What are the risks of just clearing cookies instead of logging off?
Can I just log out by wiping cookies instead of hitting logout?
Frequently yes, for the reasons you supplied in your question: Without the session token in your cookies, a typical web application won't know who you are.
What are the issues of just wiping cookies versus clicking the logout button?
Web applications that manage authentication following the OWASP session management guidelines will invalidate the session on the server side when you log out explicitly. If you simply discard the cookie with the session token, the session may be subject to session hijacking.
Using door locks as an analogy for those who are not familiar with best practices of developing web applications (thanks to discussion in the comments):
Your account can be seen as a room in a building. When you log in, the building's owner creates a door and puts an automatic lock on it, so that only you can enter. Your session token is your key, and is typically stored in your browser's cookies, but can be stored in other places.
Discarding your token by deleting your cookies, clearing cache, etc., is simply destroying your copy of the key.
Explicitly logging off is asking the building owner to brick up the doorway. There's nothing guaranteeing that they'll secure your account, but as the user, you're explicitly making your wishes known.
There are various ways that an attacker can get a copy of your key, known as session hijacking, that are the responsibility of the site owner to mitigate, not the users.
First, the attacker can just guess. If the site generates session keys sequentially, or uses a low entropy pseudorandom generation method, this makes guessing much easier. Sites mitigate this through using high entropy tokens and periodic session recycling. Recycling sessions doesn't prevent access, but it makes it obvious when unauthorized access has been granted.
Second, the attacker can use session fixation: They give you a key before you log in, which you continue to use after you've logged in. Sites mitigate this by explicitly recycling the session when you log in.
Third, a Man-in-the-Middle attack. The attacker can see your key directly. TLS mitigates this. It is possible to decrypt TLS traffic through downgrade attacks, insecure implementations, and zero-day attacks, but these are far outside a user's domain, rare, and zero-day attacks against TLS tend to raise a LOT of noise when they're discovered (Heartbleed, et al).
As a user, your responsibilities are to log off and to hold the site accountable when they take shortcuts with security, much as your responsibility with your car in a public parking lot is to lock your doors. If the door locks are trivially bypassed, then its the manufacturer's fault, not yours.
Some websites make use of non cookie based methods of storing data on a users computer, such as HTML5 local storage and flash player cache that may contain sensitive information.

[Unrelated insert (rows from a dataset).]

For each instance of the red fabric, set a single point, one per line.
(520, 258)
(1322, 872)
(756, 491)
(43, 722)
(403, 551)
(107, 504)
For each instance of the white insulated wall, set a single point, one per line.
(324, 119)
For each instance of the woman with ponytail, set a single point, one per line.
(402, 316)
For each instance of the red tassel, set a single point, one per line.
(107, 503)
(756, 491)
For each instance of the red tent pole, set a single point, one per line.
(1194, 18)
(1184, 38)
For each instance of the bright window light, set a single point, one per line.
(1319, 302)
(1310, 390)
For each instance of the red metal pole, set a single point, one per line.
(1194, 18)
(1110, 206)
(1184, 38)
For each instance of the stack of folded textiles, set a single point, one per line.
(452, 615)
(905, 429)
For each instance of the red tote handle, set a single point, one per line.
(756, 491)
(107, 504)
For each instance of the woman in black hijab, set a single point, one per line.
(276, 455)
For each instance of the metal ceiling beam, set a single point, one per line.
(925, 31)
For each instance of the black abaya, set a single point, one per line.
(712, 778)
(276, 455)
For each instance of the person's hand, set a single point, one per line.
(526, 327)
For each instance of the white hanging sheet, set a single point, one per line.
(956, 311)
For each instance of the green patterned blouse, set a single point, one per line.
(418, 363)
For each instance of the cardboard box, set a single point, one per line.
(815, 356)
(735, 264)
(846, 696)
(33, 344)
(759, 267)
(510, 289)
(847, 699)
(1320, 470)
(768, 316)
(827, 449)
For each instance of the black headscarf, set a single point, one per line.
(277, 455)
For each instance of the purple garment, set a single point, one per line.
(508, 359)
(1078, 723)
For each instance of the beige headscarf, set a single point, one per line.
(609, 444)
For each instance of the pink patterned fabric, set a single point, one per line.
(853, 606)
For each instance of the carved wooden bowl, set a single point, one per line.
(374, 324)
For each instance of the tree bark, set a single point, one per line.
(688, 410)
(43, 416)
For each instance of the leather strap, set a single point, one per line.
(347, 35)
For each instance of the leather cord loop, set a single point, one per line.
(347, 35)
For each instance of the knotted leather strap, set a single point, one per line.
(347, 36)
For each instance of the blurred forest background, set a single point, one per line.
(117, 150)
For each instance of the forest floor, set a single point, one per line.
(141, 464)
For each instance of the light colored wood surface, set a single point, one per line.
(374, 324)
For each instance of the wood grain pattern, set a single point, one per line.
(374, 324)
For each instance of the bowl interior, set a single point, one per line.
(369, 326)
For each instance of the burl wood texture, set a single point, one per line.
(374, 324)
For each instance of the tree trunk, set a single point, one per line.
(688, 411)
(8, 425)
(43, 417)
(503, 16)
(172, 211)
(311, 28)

For example your email client may store your draft email in local storage so that in the event you accidentally refresh the page/close the browser you will be able to resume where you left off. This sensitive data will normally be removed when you click the logout button on a well designed website and would not be removed by merely deleting your cookies.
Can I just log out by wiping cookies instead of hitting logout?
Yes, since the web application uses cookies to uniquely identify you,deleting cookies will log you out.
What are the issues of just wiping cookies versus clicking the logout button?
The logout button serves a special purpose in that it sends a request to delete the session and returns a response to delete the cookie in your browser as well. If you don't send a request to delete the session then the session still remains alive server side. Sessions do have a maximum lifetime and will be deleted by the garbage collector eventually.